Extending OpenMC Validation to Spent Fuel Canisters: A Criticality Benchmark Against MCNP
Javier Ruiz-Pineda, Jaime Romero-Barrientos, Francisco Molina, Marcelo Zambra, Franco L\'opez-Usquiano

TL;DR
This paper benchmarks OpenMC against MCNP for spent fuel canister configurations, demonstrating strong agreement and validating OpenMC's use in dry storage and disposal scenarios.
Contribution
It extends OpenMC validation to spent nuclear fuel storage by benchmarking against MCNP across various configurations and environmental conditions.
Findings
OpenMC and MCNP agree within 0.8% in k-eff for dry storage.
OpenMC accurately captures neutron interactions in canister configurations.
Results support OpenMC's application in SNF transport and disposal.
Abstract
OpenMC is an open-source Monte Carlo code with increasing relevance in criticality safety and reactor physics applications. While its validation has covered a broad range of systems, its performance in spent nuclear fuel storage scenarios remains limited in the literature. This work benchmarks OpenMC against MCNP for eleven configurations based on the KBS-3 disposal concept, involving variations in geometry, fuel composition (fresh vs spent), and environmental conditions (e.g., air, argon, flooding scenarios).

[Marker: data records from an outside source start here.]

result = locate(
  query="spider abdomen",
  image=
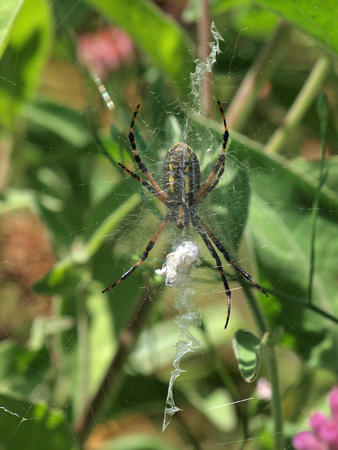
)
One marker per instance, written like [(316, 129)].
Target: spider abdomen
[(181, 181)]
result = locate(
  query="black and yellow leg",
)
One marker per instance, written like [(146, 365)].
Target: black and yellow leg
[(143, 257), (137, 158)]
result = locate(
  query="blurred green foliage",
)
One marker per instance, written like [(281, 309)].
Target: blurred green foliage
[(71, 223)]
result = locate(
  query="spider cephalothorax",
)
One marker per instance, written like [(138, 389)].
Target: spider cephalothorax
[(181, 192)]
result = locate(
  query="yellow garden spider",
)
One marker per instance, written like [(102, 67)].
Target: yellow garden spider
[(181, 192)]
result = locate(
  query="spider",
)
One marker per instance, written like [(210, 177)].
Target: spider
[(182, 191)]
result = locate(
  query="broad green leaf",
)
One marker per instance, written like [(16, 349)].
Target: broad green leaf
[(316, 19), (156, 34), (9, 9), (280, 224), (22, 371), (27, 424), (24, 57), (248, 351)]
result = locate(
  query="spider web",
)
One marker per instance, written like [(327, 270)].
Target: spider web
[(59, 350)]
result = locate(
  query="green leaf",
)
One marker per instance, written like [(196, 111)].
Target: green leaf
[(9, 9), (22, 372), (27, 50), (60, 279), (156, 33), (248, 351), (30, 425), (316, 19)]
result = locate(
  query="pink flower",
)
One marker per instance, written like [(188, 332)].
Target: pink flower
[(105, 50), (324, 433)]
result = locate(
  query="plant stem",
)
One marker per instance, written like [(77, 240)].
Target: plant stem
[(271, 362), (83, 357), (204, 35), (322, 108), (264, 65), (300, 105)]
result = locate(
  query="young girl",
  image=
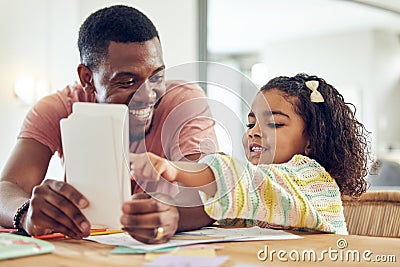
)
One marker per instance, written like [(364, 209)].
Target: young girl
[(304, 148)]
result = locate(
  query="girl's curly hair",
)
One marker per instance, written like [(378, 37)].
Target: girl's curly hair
[(338, 141)]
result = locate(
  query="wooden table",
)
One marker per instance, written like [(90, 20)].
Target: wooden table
[(86, 253)]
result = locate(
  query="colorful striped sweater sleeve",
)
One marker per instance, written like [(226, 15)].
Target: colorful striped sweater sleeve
[(296, 194)]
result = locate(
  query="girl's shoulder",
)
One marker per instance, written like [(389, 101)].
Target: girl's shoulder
[(299, 160)]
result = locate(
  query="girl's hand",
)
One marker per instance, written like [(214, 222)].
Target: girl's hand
[(149, 166)]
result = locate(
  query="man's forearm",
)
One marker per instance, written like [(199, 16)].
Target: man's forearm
[(11, 197)]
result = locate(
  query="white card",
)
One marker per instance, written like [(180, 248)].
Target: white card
[(96, 156)]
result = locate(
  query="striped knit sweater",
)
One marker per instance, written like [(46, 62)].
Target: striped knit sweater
[(298, 194)]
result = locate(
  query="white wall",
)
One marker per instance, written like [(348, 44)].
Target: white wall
[(39, 40)]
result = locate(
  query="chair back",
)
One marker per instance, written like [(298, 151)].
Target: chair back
[(375, 213)]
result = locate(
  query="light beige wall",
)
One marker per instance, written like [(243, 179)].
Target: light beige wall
[(367, 61)]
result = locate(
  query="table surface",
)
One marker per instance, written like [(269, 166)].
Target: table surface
[(78, 253)]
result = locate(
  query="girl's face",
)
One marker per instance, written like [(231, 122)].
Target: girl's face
[(275, 132)]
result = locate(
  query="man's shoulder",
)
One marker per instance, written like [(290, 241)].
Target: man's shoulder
[(181, 92)]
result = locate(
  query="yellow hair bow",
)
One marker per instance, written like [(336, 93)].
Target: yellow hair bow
[(316, 96)]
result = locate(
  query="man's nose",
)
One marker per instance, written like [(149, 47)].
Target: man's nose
[(145, 93)]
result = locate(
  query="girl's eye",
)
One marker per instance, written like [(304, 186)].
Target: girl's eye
[(250, 125)]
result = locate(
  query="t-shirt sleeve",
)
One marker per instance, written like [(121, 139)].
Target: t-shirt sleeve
[(276, 194), (42, 122), (189, 127)]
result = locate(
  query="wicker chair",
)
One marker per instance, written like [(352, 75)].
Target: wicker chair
[(375, 213)]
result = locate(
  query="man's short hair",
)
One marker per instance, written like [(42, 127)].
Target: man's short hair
[(118, 23)]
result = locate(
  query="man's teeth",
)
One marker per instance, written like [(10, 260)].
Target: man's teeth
[(141, 113), (257, 149)]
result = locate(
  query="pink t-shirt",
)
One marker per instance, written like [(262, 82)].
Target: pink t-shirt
[(181, 126)]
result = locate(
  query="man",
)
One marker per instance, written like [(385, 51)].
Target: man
[(121, 63)]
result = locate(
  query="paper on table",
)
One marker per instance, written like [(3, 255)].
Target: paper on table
[(209, 234), (95, 144), (187, 261)]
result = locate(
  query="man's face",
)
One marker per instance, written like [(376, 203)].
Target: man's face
[(132, 74)]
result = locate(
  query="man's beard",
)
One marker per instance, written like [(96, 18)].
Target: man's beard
[(134, 137)]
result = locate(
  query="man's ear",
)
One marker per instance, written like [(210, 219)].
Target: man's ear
[(86, 78)]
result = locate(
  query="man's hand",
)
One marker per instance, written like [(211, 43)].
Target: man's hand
[(55, 207), (150, 220)]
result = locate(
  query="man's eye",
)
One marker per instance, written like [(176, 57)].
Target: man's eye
[(275, 125), (127, 83), (250, 125), (156, 78)]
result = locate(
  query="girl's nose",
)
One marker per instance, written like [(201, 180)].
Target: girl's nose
[(255, 131)]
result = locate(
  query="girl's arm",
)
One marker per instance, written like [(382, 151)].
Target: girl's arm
[(190, 174), (299, 194)]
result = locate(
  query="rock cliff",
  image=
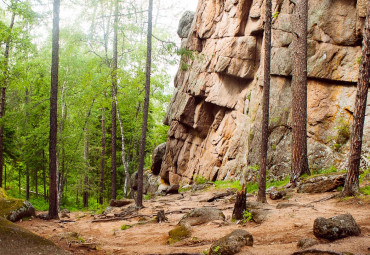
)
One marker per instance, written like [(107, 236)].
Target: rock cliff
[(215, 112)]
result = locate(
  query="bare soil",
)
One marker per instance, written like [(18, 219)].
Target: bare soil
[(279, 234)]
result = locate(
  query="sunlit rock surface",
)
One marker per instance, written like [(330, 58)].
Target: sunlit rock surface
[(215, 112)]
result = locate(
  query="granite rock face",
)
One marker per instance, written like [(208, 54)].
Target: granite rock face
[(215, 112)]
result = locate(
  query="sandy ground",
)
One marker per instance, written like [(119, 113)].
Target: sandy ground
[(278, 235)]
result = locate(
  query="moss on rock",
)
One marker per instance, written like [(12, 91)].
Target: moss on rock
[(14, 209), (17, 240)]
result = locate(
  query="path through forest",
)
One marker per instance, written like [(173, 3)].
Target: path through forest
[(278, 235)]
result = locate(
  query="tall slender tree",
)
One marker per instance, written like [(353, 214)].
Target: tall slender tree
[(102, 157), (114, 110), (299, 93), (261, 197), (53, 193), (139, 198), (351, 186), (3, 93)]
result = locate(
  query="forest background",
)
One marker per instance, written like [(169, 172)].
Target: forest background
[(85, 93)]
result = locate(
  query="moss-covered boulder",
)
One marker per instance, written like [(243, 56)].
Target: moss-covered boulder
[(14, 209), (17, 240), (179, 233)]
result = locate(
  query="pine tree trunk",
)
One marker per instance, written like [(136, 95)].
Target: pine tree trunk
[(85, 193), (124, 163), (53, 199), (139, 198), (114, 110), (261, 197), (351, 186), (44, 173), (102, 160), (3, 97), (240, 204), (299, 93)]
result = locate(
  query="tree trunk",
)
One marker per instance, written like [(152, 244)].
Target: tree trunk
[(351, 186), (53, 199), (44, 173), (124, 162), (240, 204), (27, 164), (86, 180), (299, 93), (114, 110), (3, 97), (102, 161), (261, 197), (139, 198)]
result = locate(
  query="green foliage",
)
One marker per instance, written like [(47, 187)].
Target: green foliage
[(247, 216)]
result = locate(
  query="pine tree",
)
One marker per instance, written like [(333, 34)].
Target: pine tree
[(139, 198), (351, 186), (53, 196), (299, 93), (261, 197)]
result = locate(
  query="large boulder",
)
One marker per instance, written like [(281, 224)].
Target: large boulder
[(215, 111), (14, 209), (232, 243), (185, 24), (17, 240), (322, 183), (200, 216), (157, 158), (336, 227)]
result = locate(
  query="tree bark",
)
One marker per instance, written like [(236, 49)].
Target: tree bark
[(351, 186), (53, 200), (114, 110), (139, 198), (299, 93), (3, 96), (240, 204), (102, 155), (261, 197), (85, 195), (124, 162)]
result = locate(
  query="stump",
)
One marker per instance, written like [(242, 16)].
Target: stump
[(240, 204)]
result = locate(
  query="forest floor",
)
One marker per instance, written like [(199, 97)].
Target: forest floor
[(279, 234)]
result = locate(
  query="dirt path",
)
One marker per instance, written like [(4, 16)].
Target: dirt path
[(278, 235)]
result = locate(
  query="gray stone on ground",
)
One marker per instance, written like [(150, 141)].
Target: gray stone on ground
[(185, 24), (259, 211), (120, 203), (200, 216), (336, 227), (232, 243), (321, 184), (307, 242), (17, 240)]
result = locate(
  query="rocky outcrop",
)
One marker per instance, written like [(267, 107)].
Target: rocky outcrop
[(215, 112), (200, 216), (17, 240), (336, 227), (321, 183), (232, 243)]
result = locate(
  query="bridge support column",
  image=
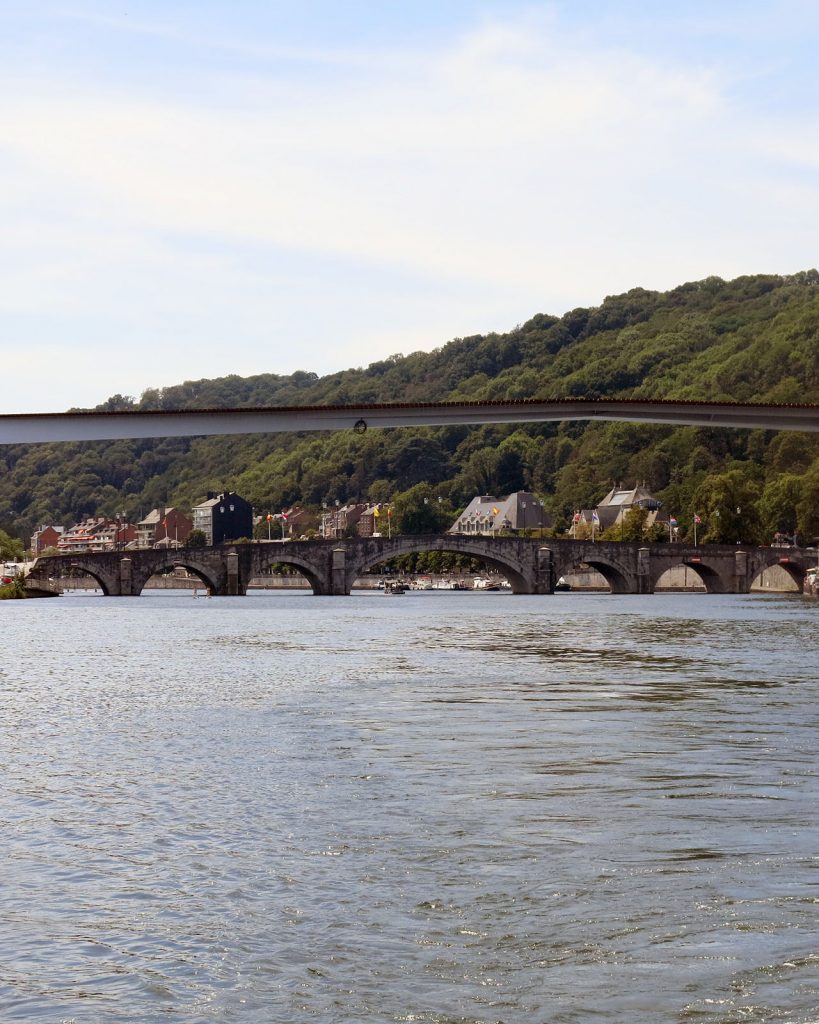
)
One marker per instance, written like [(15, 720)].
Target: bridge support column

Effective multiplication factors (k-eff) and leakage fractions were evaluated for both codes. Results show strong agreement, with code-to-code k-eff differences below 0.8% in dry storage conditions, and consistent trends across all cases. Notably, OpenMC successfully captures inter-canister neutron interaction effects under periodic boundary conditions, demonstrating its…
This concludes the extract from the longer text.